Glucoretics have arrived: A new class of anti diabetic drugs

The U.S. Food and Drug Administration approved the drug, Invokana, after data showed it was effective in lowering blood sugar in patients with Type 2 diabetes.
Known chemically as canagliflozin, Invokana is a member of a new class of diabetes treatments called sodium-glucose co-transporter-2 (SGLT2) inhibitors that lower blood sugar by blocking reabsorbtion of glucose and increasing its excretion in urine.
To me this sounds like a glucoretic. 

Some of the animal data had shown promise and then these class of drugs came into trials. Preclinical and clinical research has demonstrated that inhibition of SGLT2, the major pathway of renal glucose reabsorption, leads to increased urinary glucose excretion with concomitant reductions in fasting and postprandial plasma glucose levels, HbA1c levels and body mass. In animal studies, the drugs have been correlated with an increase in urinary volume and a reduction in body fat but not water content.They do mention that it is contra indicated in CKD and ESRD patients( well if you don't make urine, this will not be working for sure).

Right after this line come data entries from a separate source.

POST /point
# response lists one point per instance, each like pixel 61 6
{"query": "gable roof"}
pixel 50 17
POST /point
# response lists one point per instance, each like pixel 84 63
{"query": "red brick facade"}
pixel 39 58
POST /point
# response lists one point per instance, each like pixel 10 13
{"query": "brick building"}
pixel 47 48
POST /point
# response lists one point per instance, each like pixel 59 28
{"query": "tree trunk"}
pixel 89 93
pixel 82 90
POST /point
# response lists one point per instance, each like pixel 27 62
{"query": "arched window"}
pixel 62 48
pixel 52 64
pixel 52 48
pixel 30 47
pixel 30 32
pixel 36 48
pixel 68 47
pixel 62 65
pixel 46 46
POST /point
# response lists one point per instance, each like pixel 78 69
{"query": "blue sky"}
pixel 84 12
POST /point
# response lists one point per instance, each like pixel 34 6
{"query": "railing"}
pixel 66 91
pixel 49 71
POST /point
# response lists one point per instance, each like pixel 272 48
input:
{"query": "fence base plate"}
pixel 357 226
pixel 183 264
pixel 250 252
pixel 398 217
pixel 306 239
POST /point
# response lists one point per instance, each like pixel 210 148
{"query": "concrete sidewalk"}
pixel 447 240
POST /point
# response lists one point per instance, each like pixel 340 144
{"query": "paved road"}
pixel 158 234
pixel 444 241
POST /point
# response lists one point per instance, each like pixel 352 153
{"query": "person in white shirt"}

Why is this drug important for nephrologists? Well increased osmotic diuresis can perhaps lead to a pre renal insults, more urinary tract infections( due to the glucorectic effect), perhaps proximal tubular dysfunction or better yet- maybe it gives additional benefit of water loss leading to good blood pressure control. A recent study already looked at the drug's effect on CKD stage 3 patients. It was deemed safe in CKD Stage 3 based on that one study. 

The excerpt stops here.